Nvidia Expands Financial Firepower
Nvidia also contributed to sector momentum, albeit from a different angle. The company recently announced a $25 billion bond issuance, its first investment-grade debt deal since 2019, which attracted exceptionally strong demand. Proceeds are expected to support general corporate purposes, including refinancing and strategic flexibility as AI infrastructure spending accelerates globally.
In addition, Nvidia continues to expand its international AI footprint, with new infrastructure deployments in Europe reinforcing its role in global AI buildouts. Despite increasing policy discussions around technological sovereignty, demand for Nvidia’s hardware remains resilient across data center markets.
Market Rotation Favors Foundries
The relative outperformance of TSMC compared to Nvidia signals a subtle but important rotation within AI-related equities. Investors appear to be placing higher value on companies controlling physical production capacity, especially as demand for advanced semiconductors continues to outstrip supply.
While Nvidia remains a dominant force in AI compute design, TSMC’s position as the backbone of global chip manufacturing has given it a stronger near-term momentum advantage. The divergence does not indicate weakening demand for Nvidia products, but rather a recalibration of where investors see the tightest constraints and pricing power in the AI ecosystem.

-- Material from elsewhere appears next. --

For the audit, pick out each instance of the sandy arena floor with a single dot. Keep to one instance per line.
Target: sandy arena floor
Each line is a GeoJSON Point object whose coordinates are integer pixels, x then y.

Looking ahead, market participants are watching several catalysts, including Nvidia’s upcoming shareholder meeting, Micron’s earnings release, and fresh U.S. inflation data. These events could influence expectations around interest rates and AI capital expenditure trends, both of which remain critical drivers for semiconductor valuations.
For now, however, TSMC has clearly taken the lead in the AI chip rally, with its manufacturing dominance positioning it as one of the strongest beneficiaries of the ongoing technology supercycle.